As características do Direito Penal em sua época eram a repressividade, a incerteza, a abusividade e a corrupção. Apesar de essas características ainda subsistirem, a privação do direito à liberdade, à vida e à propriedade não se dava em observância ao devido processo legal. Havia acusações secretas e as condenações baseavam-se em provas sem consistência. O poder discricionário dos juízes, quanto à punição aos condenados, era ilimitada, variando as penas em função da vontade dele ou da classe social do indivíduo. Havia penas de morte, antecedidas por torturas aplicadas por determinação judicial, e não havia, na prática, diferença entre acusado e condenado, pois ambos eram colocados na mesma instituição e eram alvos de encarceramento, independentemente de idade ou sexo.

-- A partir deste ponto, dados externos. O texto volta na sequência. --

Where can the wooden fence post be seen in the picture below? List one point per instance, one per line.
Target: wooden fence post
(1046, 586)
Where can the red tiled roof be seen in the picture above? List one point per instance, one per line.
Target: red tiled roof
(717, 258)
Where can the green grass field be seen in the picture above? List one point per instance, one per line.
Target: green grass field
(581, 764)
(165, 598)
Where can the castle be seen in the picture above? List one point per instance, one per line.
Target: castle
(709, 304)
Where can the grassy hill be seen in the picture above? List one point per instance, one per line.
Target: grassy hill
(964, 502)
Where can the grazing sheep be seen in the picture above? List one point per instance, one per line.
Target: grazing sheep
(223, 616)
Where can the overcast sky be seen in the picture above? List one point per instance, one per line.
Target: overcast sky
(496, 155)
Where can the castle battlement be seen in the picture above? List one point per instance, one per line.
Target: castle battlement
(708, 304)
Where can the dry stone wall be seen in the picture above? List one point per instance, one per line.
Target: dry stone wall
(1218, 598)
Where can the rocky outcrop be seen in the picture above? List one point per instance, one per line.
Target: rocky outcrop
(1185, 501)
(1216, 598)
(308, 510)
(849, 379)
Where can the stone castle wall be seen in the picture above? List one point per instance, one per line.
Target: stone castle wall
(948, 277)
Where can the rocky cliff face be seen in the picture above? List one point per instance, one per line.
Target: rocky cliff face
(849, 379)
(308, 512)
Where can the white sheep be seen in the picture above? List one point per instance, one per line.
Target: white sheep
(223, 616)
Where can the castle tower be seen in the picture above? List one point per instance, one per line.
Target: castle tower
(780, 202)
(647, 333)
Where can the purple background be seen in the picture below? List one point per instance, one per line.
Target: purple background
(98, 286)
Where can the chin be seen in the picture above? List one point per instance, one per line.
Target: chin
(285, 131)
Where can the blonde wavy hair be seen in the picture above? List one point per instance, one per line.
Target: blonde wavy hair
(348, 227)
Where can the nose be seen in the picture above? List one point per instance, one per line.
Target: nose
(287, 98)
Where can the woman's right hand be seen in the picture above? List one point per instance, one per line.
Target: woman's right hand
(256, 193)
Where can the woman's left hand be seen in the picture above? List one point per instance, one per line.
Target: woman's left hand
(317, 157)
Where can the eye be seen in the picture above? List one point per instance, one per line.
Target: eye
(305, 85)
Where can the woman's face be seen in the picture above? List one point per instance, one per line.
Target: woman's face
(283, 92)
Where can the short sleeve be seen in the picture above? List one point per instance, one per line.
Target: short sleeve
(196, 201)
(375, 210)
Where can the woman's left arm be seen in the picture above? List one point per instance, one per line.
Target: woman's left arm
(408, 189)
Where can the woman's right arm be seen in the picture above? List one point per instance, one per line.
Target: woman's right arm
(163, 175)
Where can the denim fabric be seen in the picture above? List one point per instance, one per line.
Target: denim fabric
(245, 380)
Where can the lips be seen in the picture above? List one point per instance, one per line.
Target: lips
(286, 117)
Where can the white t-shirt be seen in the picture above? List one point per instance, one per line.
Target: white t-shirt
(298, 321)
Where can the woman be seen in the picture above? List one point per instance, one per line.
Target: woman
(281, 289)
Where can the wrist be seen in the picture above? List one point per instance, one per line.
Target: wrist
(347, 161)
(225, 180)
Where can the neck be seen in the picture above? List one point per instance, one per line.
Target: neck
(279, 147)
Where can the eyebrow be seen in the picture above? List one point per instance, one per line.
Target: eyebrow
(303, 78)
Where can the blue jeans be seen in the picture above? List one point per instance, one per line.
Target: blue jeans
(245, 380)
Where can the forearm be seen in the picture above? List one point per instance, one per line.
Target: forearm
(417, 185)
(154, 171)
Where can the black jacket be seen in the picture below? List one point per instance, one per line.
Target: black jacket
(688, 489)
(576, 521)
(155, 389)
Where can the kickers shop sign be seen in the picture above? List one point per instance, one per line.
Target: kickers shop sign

A obra 'Dei Delitti e Delle Pene' (BECCARIA, Cesare. Dos Delitos e das Penas. 1.ed. São Paulo: Martin Claret, 2002), escrita originalmente em 1764, tornou-se conhecida por criticar a condição do modelo penal existente sob governo despótico (sem contudo criticar profundamente a estrutura social). No início da obra, o autor resume o seu raciocínio e expõe a razão que o fez escrever o livro, que seria o interesse em humanizar o direito, principalmente o direito penal e a execução da pena, que estavam entregues à discricionariedade do monarca e do órgão julgador. Seu intuito foi criticar a crueldade das penas e a irregularidade dos procedimentos criminais e revoltar-se contra as atrocidades cometidas em nome da lei, da justiça e da ordem pública.
O livro se compõe de 42 capítulos: I – Introdução; II – Origem das penas e direito punir; III – Consequências desses princípios; IV – Da interpretação das leis; V – Da obscuridade das leis; VI – Da prisão; VII – Dos indícios do delito e da forma dos julgamentos; VIII – Das testemunhas; IX – Das acusações secretas; X – Dos interrogatórios sugestivos; XI – Dos juramentos; XII – Da questão ou tortura; XIII – Da duração do processo e da prescrição; XIV – Dos crimes começados; dos cúmplices; da impunidade; XV – Da moderação das penas; XVI – Da pena de morte; XVII – Do banimento e das confiscações; XVIII – Da infâmia; XIX – Da publicidade e da presteza das penas; XX – Que o castigo deve ser inevitável. – Das graças; XXI – Dos asilos; XXII – Do uso de pôr a cabeça a prêmio; XXIII – Que as penas devem ser proporcionadas aos delitos; XXIV – Da medida dos delitos; XXV – Divisão dos delitos; XXVI – Dos crimes de lesa-majestade; XXVII – Dos atentados contra a segurança dos particulares e principalmente das violências; XXVIII – Das injúrias; XXIX – Dos duelos; XXX – Do roubo; XXXI – Do contrabando; XXXII – Das falências; XXXIII – Dos delitos que perturbam a tranquilidade pública; XXXIV – Da ociosidade; XXXV – Do suicídio; XXXVI – De certos delitos difíceis de constatar; XXXVII – De uma espécie particular de delito; XXXVIII – De algumas fontes gerais de erros e de injustiças na legislação e, em primeiro lugar, das falsas ideias de utilidade; XXXIX – Do espírito de família; XL – Do espírito do fisco; XLI – Dos meios de prevenir crimes; e XLII – Conclusão.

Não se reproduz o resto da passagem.